Updated data from the randomized, phase II portion of the trial showed that patients who received the polatuzumab vedotin regimen experienced a significantly higher independent review committee (IRC)—assessed CR of 40.0% versus 17.5% in those who were given the BR regimen (P = .026). Additionally, treatment with the triplet resulted in a superior median PFS compared with the doublet, at 9.5 months versus 3.7 months (HR, 0.36; 95% CI, 0.21-0.63; P <.001). The polatuzumab vedotin regimen reduced the risk of death by 58% compared with BR alone (HR, 0.42; 95% CI, 0.24-0.75; P =.002).3
With regard to safety, those who received the polatuzumab vedotin regimen experienced higher rates of grade 3/4 neutropenia (46.2% vs 33.3%), anemia (28.2% vs 17.9%), and thrombocytopenia (41.0 % versus 23.1%) compared with BR alone. Similar rates of grade 3/4 infections were reported between the triplet and doublet arms, at 23.1% versus 20.5%, respectively.
“The committee concluded that polatuzumab vedotin is a promising new treatment and that evidence from the trial to date suggests that it extends both PFS and OS,” the agency stated.
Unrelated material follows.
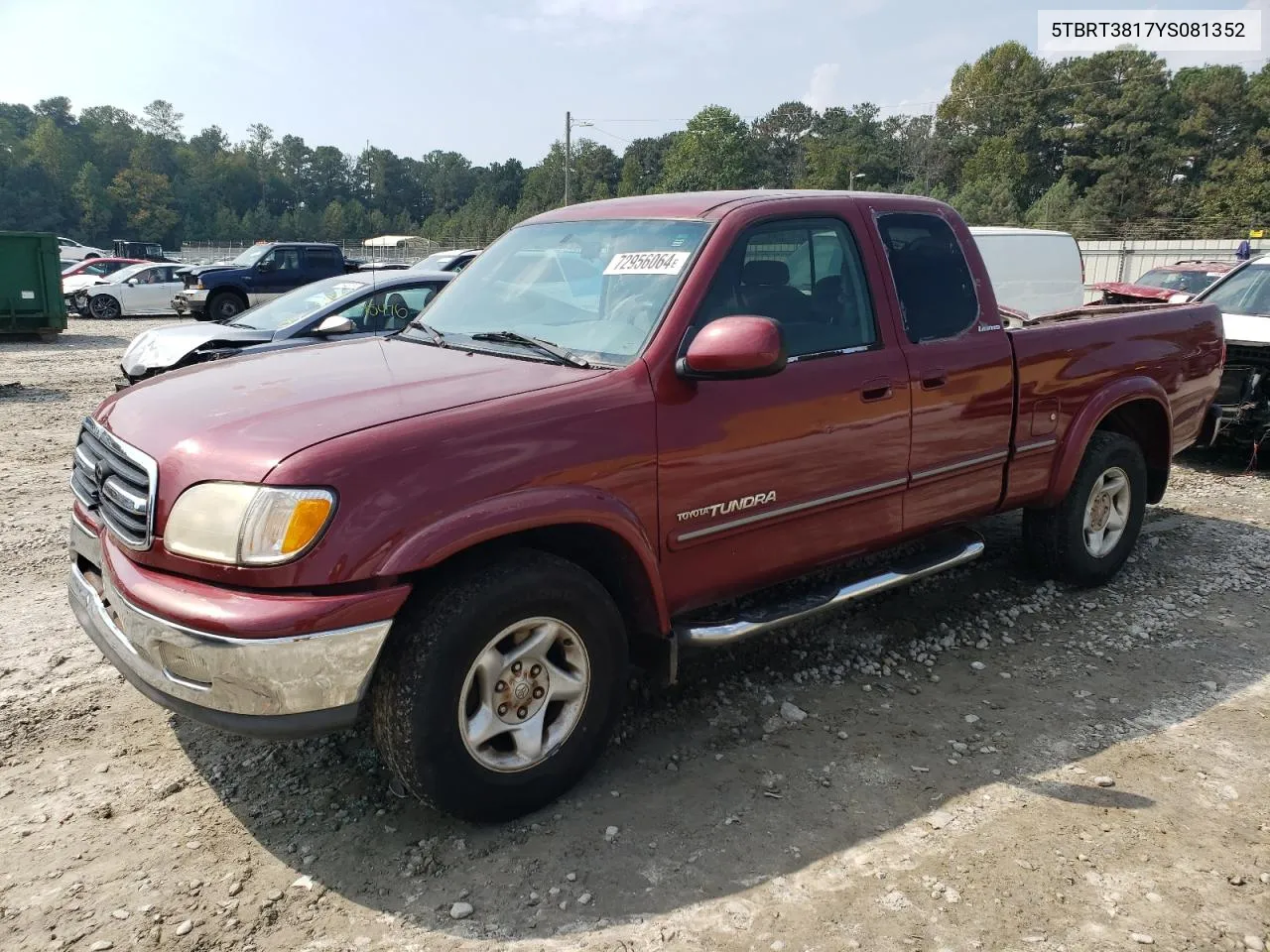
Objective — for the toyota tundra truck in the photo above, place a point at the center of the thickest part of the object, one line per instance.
(467, 531)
No standard treatment exists for patients with relapsed/refractory DLBCL who are unable to undergo a hematopoietic stem cell transplant; these patients are only able to receive BR, and this regimen is not a standard of care in the National Health Service. According to the agency, there is a high unmet need for effective treatments in patients with relapsed/refractory disease, who are known to have an extremely poor prognosis with a median survival of under 1 year.
“Clinical trial evidence shows that polatuzumab vedotin with BR increases PFS and OS compared with BR alone. However, there is substantial uncertainty in the modelling and the committee was not persuaded that polatuzumab vedotin has been shown to be cost effective,” the committee concluded. “Therefore, polatuzumab vedotin with BR is not recommended for relapsed or refractory DLBCL in adults who cannot have a hematopoietic stem cell transplant.”